Слова попросил Владимир Ильич:

— Я не могу согласиться с товарищем Егоровым. Именно он нарушил устав съезда… Я не сомневаюсь в существовании Организационного комитета, как не сомневаюсь в существовании организации «Искры». У нее есть также своя организация и свой устав. Но, как только был доложен устав съезда, с ее стороны было заявлено ее делегатам, что они имеют полную свободу действий на съезде.

Глаза Владимира Ильича из-под огромного лба смотрели холодно, щеки покраснели, он весь подался вперед, как бы наклонясь над делегатами и втолковывая им азбучные истины. Если для иных полемика на съезде была, кроме всего прочего, еще и способом щегольнуть красноречием, Ленина не так уж занимала форма его речей. В первую голову он был озабочен существом дела. Однако его слушали чрезвычайно внимательно. Не раздавались иронические возгласы, никто не прыскал, не шептался.

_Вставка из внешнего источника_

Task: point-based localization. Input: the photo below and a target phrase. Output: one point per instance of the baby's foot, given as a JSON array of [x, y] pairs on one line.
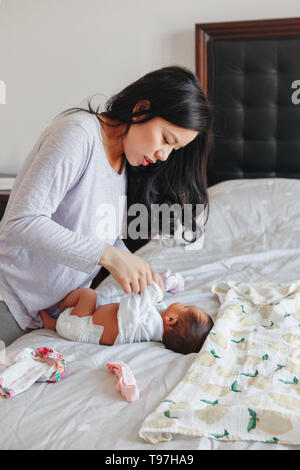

— В каком положении находимся мы, члены комиссии по проверке состава съезда, вчера выслушавшие двух членов Организационного комитета, товарищей Штейна и Павловича, — разгневанно продолжал Владимир Ильич, — а теперь выслушивающие совсем новое предложение! Здесь есть опытные товарищи, не раз участвовавшие в международных конгрессах. Эти товарищи могли бы все рассказать вам, какую бурю негодования всегда вызывало такое явление, когда люди в комиссиях говорят одно, а на съезде другое.

После выступления Владимира Ильича страсти на некоторое время улеглись. Но не надолго. Когда бундовец Портной вновь завел речь о «товарище Павловиче», Мартов позабыл о своей обиде и, негодующий, вышел к столу.

— Вчера, — заговорил он возмущенно, — мы не возражали против решения ОК об исключении группы «Борьба» из числа организаций и лиц, приглашаемых на съезд. Что случилось нового, что бы сделало нужной перемену? Следовало изложить эти новые данные, а не отговариваться мелким доводом о подводных камнях, то есть о том, что скажут люди! Когда наше направление было всюду в меньшинстве, мы не боялись того, что могут сказать люди. И я советую Оргкомитету и теперь, когда наше направление стало силой, не бояться того, что люди скажут!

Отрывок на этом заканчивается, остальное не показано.